Two-Stage Fourth-order Gas-kinetic Scheme for Three-dimensional Euler and Navier-Stokes Solutions (1801.08870v1)

Abstract: For the one-stage third-order gas-kinetic scheme (GKS), success applications have been achieved for the three-dimensional compressible flow computations [33]. The high-order accuracy of the scheme is obtained directly by integrating a multidimensional time-accurate gas distribution function over the cell interface within a time step without implementing Gaussian quadrature points and Runge-Kutta time-stepping technique. However, for the further increasing the order of the scheme, such as the fourth-order one, the formulation becomes very complicated for the multidimensional flow. Recently, a two-stage fourth-order GKS with high efficiency has been constructed for two-dimensional inviscid and viscous flow computations [22,32], and the scheme uses the time accurate flux function and its time derivatives.

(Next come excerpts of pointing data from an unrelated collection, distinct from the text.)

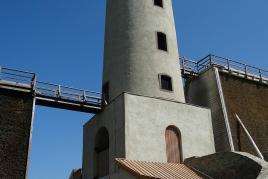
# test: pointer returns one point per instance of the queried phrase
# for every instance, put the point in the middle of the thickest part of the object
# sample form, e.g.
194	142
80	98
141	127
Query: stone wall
15	132
230	165
249	99
203	91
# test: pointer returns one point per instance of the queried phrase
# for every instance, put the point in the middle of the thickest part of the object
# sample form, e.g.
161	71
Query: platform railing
28	80
223	63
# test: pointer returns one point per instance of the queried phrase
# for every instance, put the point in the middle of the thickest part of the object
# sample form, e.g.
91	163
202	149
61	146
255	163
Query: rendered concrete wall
132	61
15	132
203	91
137	125
146	122
112	118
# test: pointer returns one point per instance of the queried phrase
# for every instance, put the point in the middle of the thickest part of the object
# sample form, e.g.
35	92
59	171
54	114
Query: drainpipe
249	136
227	124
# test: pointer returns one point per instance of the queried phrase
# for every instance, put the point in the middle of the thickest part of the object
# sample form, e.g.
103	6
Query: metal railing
28	80
223	63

In this paper, a fourth-order GKS is developed for the threedimensional flows under the two-stage framework. Based on the three-dimensional WENO reconstruction and flux evaluation at Gaussian quadrature points on a cell interface, the high-order accuracy in space is achieved first. Then, the two-stage time stepping method provides the high accuracy in time. In comparison with the formal third-order GKS [33], the current fourth-order method not only improves the accuracy of the scheme, but also reduces the complexity of the gas-kinetic solver greatly. More importantly, the fourth-order GKS has the same robustness as the second-order shock capturing scheme. This scheme is applied to both inviscid and viscous, and low and high speed flow computations. Numerical results validate the outstanding reliability and applicability of the scheme for three-dimensional flows, such as turbulent one.